Before Ben Is Back even hits the ten-minute mark, Holly (Julia Roberts), a mother whose son has come home for Christmas despite his new and fragile sobriety, tells her daughter, “This time will be different. You’ll see.” The way such a stereotypical line is slyly and forebodingly inserted into the film so early on made me wonder if Ben Is Back really would distinguish itself from traditional addiction dramas. It turns out that it does, but not in an entirely good way.
The film opens early-ish on Christmas Eve, as Ben (Lucas Hedges) arrive home unexpectedly from the rehab facility where he lives. Holly is delighted to see her son, but her husband Neal (Courtney B. Vance) and her daughter (Kathryn Newton) have major reservations. There is some reference to incidents from before and something that happened last Christmas – the greatest strength of writer Peter Hedges’ screenplay is that it allows for the kind of ambiguity that makes conversations feel genuine – but in the end, Ben is allowed 24 hours with his family. And every moment of that will be under his mother’s watchful eye.
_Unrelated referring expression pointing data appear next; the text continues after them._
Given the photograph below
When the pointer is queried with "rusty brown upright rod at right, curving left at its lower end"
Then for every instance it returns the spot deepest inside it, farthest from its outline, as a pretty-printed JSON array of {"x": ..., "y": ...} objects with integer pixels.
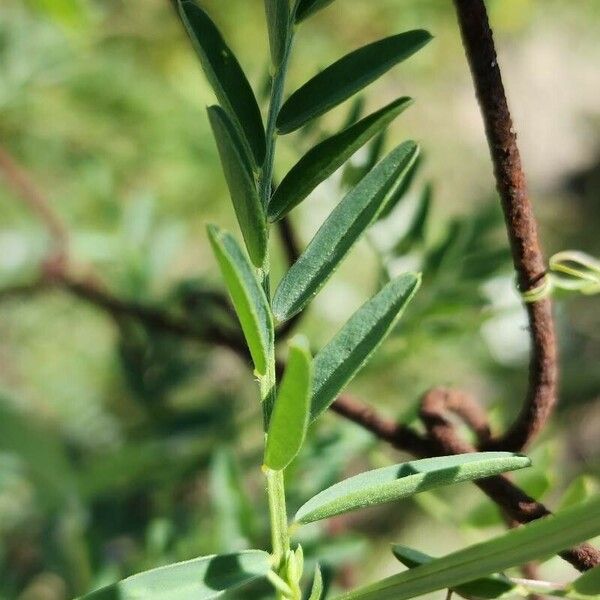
[{"x": 521, "y": 225}]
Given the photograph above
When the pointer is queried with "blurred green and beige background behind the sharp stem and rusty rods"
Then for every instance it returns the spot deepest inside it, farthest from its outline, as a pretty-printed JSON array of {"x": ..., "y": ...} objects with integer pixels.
[{"x": 123, "y": 447}]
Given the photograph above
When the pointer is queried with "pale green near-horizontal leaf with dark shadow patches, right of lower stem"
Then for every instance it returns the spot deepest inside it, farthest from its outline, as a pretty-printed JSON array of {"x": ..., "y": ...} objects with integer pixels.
[{"x": 406, "y": 479}]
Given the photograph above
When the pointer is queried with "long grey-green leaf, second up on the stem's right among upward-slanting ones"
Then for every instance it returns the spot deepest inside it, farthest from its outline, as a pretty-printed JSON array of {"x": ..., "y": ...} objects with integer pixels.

What I wish Peter Hedges, who also directs, had realized is that that narrative was enough. Half of Ben Is Back is an immersive and complex story of family relationships, trust, love, loyalty, and emotional wounds that may never heal. The acting is superb, with standout performances not only by Roberts and Hedges, but also by Vance, who is very good in a role with more nuance than it initially seems. The dialogue is subtle, allowing simple exchanges of just a short sentence or two to provide the history and landscape into which the story fits. But after an hour of searing and real exploration of human relationships, Ben is Back takes a significant turn, and the film slips off track, never to fully come back.
So as not to give anything away, I’ll just say that Holly and Ben end up spending the night of Christmas Eve in a seedy, drug-infested part of the New York burbs. The conflicts shift from being internal to being primarily external, and even when the focus is still on Holly and Ben’s relationship, it’s a flimsy approximation of the interactions they had earlier in the story while buying church clothes or attending an N.A. meeting together.
What’s most frustrating are the occasional moments when their relationship does show through the dramatic turmoil of drug deals and stolen dogs (no, really). In the midst of their adventures on the mean streets of Yonkers, there’s an excellent scene in which Holly – never a pushover – tells Ben he can fuck right off for criticizing Neal, who would call the cops on him, but whose money has also sent Ben to rehab more than once.
Ben is Back is half of an excellent film: the first half is subtle and smart, the second half is over the top. Julia Roberts is memorable as a mother in an awful situation who is neither perfect nor enabling. The dialogue is spare in a way that trusts the audience, but the arc of the story is imbalanced and odd in a way that let’s viewers down. That Ben Is Back could have been the dark and difficult Christmas film that’s so rare makes it all the more disappointing when it goes off the rails.